Because Drupal FAPI CSRF tokens are in value attributes as shown in 2.4.7 those at least are not really vulnerable.
So the the risk is more to CSRF tokens in GET requests rendered as links.
Comment #27
grendzy CreditAttribution: grendzy at Metal Toad commentedWe do have modules like https://www.drupal.org/project/prepopulate that allow filling the value attribute. Even without a way to force a value attribute, at that point you're relying on a single quote mark, and the attacker's inability to guess the first three characters of whatever data is being attacked, which seems pretty flimsy. (Lots of private data have predictable prefixes, for example: Social Security Number Prefixes, Area codes, Health insurance account numbers, etc.
I also think focusing on the form tokens is a way to narrow view. In principle any private data on the page could be attacked. (For another example, see my comment in #7 -- the admin's email address could be leaked with e.g. https://victim.com/user/1/edit?chosen-plaintext=aaaa@gmail.com).
Below is a screenshot from a real Drupal site, showing how a little OSINT could be combined with BREACH to steal health insurance information.
Comment #28
grendzy CreditAttribution: grendzy at Metal Toad commentedBecause Drupal core cannot anticipate the nature of the data present on a page, the only effective solution I can see is to disable compression for non-cached/non-public pages over HTTPS. (Which was already the case in core last I checked, though we might be able to take steps to prevent proxies & CDNs from adding compression, or possibly a system status warning if compression is detected).
Comment #32
rreiss CreditAttribution: rreiss at Dofinity commentedHi,
Any thoughts about the same BREACH vulnerability with theme_token on D7?
Disabling HTTP compression will be a performance hit, so this isn't the best solution IMHO.

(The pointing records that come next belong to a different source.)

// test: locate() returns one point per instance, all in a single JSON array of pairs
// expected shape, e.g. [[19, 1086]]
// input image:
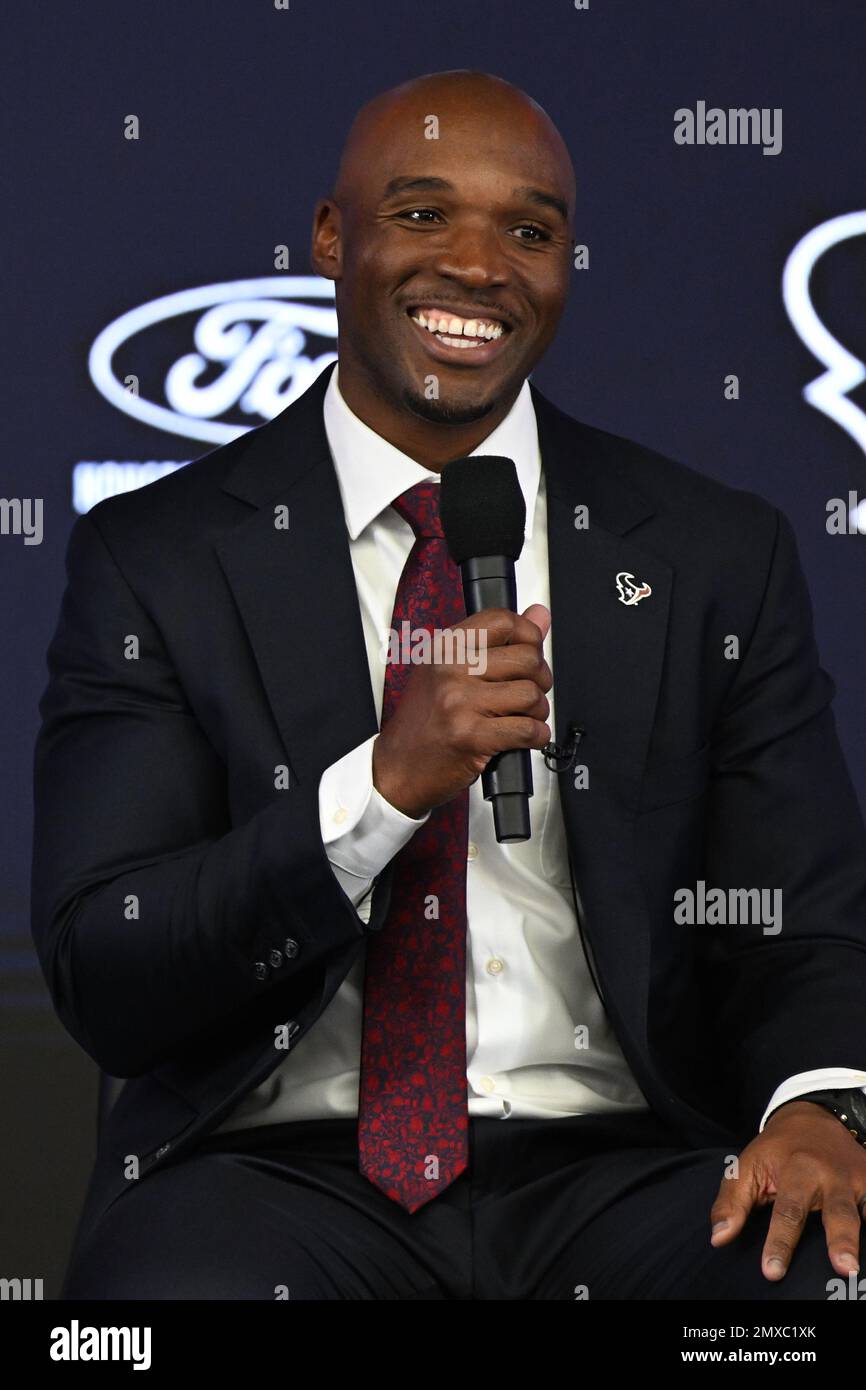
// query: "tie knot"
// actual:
[[420, 506]]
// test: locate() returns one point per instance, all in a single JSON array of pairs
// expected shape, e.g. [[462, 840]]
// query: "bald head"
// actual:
[[460, 102], [449, 239]]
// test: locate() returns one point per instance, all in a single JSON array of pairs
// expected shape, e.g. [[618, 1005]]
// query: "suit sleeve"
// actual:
[[783, 815], [157, 922]]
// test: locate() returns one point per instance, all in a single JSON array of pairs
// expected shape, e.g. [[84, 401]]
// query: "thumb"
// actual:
[[540, 615]]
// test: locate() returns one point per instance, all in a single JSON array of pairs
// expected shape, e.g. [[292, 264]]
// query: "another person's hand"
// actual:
[[804, 1161], [451, 719]]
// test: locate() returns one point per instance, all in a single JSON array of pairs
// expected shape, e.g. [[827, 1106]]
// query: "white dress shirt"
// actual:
[[537, 1039]]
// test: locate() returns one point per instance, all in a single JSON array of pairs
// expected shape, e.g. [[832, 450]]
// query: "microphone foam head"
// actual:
[[481, 506]]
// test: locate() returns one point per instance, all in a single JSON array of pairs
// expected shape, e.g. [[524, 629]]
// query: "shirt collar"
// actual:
[[371, 473]]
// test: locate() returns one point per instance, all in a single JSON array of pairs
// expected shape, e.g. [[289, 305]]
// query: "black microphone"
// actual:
[[483, 514]]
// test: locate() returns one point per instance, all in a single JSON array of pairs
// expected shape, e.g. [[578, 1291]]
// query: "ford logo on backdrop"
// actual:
[[255, 345]]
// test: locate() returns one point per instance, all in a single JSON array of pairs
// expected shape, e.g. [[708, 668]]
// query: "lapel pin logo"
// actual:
[[630, 591]]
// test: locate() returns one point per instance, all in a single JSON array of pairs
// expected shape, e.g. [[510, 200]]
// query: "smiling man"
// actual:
[[370, 1051]]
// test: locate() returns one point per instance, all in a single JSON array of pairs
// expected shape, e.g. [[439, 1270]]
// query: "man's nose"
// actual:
[[474, 256]]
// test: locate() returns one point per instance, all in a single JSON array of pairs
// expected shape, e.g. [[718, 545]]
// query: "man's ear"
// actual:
[[327, 245]]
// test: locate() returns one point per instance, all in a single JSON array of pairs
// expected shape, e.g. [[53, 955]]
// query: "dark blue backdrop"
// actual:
[[242, 109]]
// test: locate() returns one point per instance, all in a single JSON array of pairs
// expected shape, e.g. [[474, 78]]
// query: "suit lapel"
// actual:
[[295, 588]]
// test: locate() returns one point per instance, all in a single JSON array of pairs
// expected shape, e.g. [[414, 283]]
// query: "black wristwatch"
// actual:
[[848, 1107]]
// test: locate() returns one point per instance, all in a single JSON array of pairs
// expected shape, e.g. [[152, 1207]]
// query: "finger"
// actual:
[[841, 1221], [520, 697], [505, 627], [541, 616], [520, 731], [790, 1211], [730, 1211]]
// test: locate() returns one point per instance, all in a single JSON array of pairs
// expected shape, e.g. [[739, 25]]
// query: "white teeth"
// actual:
[[462, 332]]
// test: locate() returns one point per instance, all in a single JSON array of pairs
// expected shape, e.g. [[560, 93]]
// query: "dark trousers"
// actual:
[[591, 1207]]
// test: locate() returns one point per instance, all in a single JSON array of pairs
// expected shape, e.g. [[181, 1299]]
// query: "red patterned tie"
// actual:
[[413, 1119]]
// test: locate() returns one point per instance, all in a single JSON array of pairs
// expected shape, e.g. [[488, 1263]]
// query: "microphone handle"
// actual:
[[488, 581]]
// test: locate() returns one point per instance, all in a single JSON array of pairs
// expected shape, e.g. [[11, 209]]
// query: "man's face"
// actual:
[[455, 262]]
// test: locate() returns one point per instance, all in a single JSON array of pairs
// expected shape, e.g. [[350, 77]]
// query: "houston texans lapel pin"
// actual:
[[630, 591]]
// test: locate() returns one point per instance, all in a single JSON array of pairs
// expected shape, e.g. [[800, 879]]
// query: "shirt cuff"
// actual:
[[824, 1079], [360, 830]]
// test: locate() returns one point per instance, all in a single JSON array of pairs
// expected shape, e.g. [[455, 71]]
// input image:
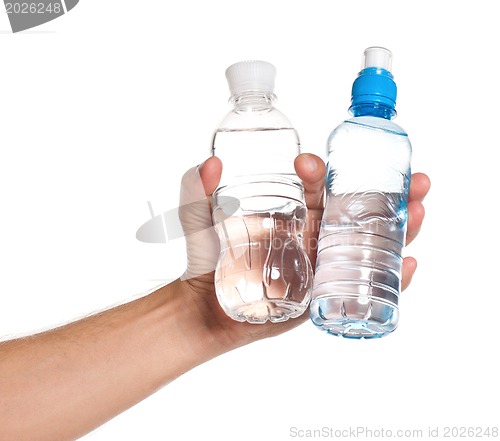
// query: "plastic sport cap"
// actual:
[[251, 75], [377, 57]]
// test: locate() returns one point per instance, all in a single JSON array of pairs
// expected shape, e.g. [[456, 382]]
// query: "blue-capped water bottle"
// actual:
[[358, 270]]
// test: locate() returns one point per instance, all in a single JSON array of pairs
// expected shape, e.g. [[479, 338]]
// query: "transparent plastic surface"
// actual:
[[358, 270]]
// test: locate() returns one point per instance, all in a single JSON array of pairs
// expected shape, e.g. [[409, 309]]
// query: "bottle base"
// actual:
[[354, 317], [261, 311]]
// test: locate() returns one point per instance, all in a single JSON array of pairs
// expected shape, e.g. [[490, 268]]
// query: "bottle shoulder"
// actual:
[[374, 123], [264, 119]]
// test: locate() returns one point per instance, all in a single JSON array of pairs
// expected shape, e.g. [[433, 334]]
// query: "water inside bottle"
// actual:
[[358, 269], [263, 272]]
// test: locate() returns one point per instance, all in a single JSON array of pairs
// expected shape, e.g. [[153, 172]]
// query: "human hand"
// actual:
[[202, 243]]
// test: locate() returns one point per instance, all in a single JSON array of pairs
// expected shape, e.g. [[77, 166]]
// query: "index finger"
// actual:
[[311, 169]]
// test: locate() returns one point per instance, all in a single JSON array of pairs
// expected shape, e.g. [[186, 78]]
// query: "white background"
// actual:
[[105, 108]]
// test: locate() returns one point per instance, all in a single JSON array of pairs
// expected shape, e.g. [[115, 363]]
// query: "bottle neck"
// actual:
[[253, 101], [373, 109]]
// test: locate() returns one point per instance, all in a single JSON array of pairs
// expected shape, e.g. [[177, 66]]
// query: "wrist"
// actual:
[[184, 309]]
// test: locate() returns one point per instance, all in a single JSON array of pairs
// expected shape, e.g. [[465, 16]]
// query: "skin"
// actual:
[[61, 384]]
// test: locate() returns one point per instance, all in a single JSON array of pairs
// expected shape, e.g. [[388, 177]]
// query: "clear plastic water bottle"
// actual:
[[358, 271], [263, 272]]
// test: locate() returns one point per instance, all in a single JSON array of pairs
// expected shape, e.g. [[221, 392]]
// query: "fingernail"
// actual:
[[310, 162]]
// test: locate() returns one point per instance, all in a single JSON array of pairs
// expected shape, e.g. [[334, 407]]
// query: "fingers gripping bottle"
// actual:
[[263, 272], [358, 271]]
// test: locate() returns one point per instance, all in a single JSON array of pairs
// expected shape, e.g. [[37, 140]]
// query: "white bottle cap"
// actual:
[[251, 75], [377, 57]]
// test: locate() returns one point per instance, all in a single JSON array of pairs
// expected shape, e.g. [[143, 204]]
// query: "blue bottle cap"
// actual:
[[375, 84]]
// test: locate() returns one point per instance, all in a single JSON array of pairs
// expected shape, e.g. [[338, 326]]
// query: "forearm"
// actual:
[[60, 384]]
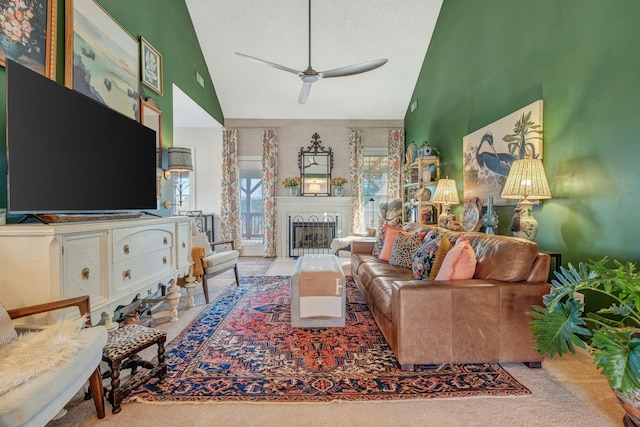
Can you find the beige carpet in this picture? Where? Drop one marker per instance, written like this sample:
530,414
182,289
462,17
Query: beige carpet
567,391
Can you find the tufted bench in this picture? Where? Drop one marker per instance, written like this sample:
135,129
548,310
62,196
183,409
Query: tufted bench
120,353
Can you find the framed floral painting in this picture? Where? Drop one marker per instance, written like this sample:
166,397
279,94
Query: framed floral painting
151,66
27,34
489,152
102,59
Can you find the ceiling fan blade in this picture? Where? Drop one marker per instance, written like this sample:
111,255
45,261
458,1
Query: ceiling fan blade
270,64
304,92
353,69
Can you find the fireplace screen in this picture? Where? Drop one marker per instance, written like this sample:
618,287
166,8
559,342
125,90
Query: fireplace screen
311,235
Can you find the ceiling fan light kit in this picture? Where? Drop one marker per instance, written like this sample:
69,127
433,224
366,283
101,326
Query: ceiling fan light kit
310,76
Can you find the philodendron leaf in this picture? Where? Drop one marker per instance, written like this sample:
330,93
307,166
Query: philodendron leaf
617,353
558,330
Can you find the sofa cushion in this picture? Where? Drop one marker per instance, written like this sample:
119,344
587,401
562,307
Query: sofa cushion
7,331
459,263
403,249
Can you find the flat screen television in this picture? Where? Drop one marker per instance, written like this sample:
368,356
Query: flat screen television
67,153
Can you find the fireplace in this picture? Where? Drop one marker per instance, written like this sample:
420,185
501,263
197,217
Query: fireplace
311,234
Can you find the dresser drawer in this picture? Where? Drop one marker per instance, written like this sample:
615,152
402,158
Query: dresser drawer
83,272
131,274
129,243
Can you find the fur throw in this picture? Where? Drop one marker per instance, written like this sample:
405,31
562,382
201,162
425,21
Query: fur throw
34,353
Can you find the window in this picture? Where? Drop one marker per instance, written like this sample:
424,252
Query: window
375,179
251,201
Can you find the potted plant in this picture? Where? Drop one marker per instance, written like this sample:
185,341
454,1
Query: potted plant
292,184
611,333
337,183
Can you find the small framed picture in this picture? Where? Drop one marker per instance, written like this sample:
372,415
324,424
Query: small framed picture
151,69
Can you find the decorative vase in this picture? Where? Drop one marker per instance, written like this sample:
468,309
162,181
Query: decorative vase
490,218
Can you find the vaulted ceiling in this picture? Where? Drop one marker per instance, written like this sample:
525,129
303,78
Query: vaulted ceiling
343,32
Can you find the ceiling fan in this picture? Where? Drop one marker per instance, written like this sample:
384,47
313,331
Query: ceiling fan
310,76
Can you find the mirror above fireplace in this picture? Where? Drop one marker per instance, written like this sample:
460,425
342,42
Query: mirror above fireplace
315,163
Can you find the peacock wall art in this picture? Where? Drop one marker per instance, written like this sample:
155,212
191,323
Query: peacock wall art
489,152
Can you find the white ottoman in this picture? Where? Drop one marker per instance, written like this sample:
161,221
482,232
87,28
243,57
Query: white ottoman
318,294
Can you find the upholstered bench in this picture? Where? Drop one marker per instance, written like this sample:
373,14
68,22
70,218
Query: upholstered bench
120,353
318,295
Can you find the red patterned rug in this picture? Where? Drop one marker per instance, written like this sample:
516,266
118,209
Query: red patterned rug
243,348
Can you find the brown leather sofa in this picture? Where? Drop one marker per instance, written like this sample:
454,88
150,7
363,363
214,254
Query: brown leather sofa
482,319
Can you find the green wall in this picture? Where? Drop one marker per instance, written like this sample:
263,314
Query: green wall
167,26
488,58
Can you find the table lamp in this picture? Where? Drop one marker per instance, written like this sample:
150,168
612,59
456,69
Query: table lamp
446,194
526,180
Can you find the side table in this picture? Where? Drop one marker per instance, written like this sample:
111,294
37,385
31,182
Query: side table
120,352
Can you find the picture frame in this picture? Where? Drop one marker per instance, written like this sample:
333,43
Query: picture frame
37,51
101,57
489,152
150,66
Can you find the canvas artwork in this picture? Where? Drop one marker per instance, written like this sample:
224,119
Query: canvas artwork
26,34
490,151
104,61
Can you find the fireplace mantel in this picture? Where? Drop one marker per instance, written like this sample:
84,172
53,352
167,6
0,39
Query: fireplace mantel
287,206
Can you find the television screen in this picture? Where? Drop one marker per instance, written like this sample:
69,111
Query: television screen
67,153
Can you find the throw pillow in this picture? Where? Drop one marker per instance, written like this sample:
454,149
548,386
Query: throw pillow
445,247
459,263
7,331
403,249
390,234
201,240
424,256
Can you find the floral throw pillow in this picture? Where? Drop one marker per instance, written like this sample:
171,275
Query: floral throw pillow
424,257
403,248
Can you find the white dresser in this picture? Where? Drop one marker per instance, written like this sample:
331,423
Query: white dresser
111,261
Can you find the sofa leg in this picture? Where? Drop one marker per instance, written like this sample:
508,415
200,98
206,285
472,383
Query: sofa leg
95,385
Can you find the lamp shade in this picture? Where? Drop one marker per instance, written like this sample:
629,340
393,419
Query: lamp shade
526,180
180,159
446,192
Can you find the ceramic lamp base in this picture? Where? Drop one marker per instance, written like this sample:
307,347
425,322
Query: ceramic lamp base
526,226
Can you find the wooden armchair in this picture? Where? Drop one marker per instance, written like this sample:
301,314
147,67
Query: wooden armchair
216,262
36,402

We ended up removing (unset) theme_token from our default theme, since we have no AJAX requests
with Drupal AJAX APIs.
That token seems a little bit odd to me, why not just checking a permission to the administrative theme / add per theme permission and check that permission instead? Weird solution, isn't it?
Comment #33
John Morahan CreditAttribution: John Morahan as a volunteer commentedIvan Ristić's book suggests another possible mitigation that I don't think has been considered: conditionally disable compression when the request doesn't have a same-origin Referer. It's similar to the CSRF token idea mentioned in #7, but without the tokens - and the only penalty for not sending a Referer at all is that you get an uncompressed response.
Comment #39
semiaddict CreditAttribution: semiaddict commentedThe solution indicated in #33 is also suggested and detailed on https://wiki.crashtest-security.com/prevent-ssl-breach
Comment #41
prudloff CreditAttribution: prudloff at Insite commentedThe attached patch returns a
Cache-Control: no-transform
header if the request uses HTTPS and does not have a trusted Referer header.We are using Varnish and this feels like the best compromise between security and performances.
Comment #46
needs-review-queue-bot CreditAttribution: needs-review-queue-bot as a volunteer commentedThe Needs Review Queue Bot tested this issue. It either no longer applies to Drupal core, or fails the Drupal core commit checks. Therefore, this issue status is now "Needs work".
Apart from a re-roll or rebase, this issue may need more work to address feedback in the issue or MR comments. To progress an issue, incorporate this feedback as part of the process of updating the issue. This helps other contributors to know what is outstanding.
Consult the Drupal Contributor Guide to find step-by-step guides for working with issues.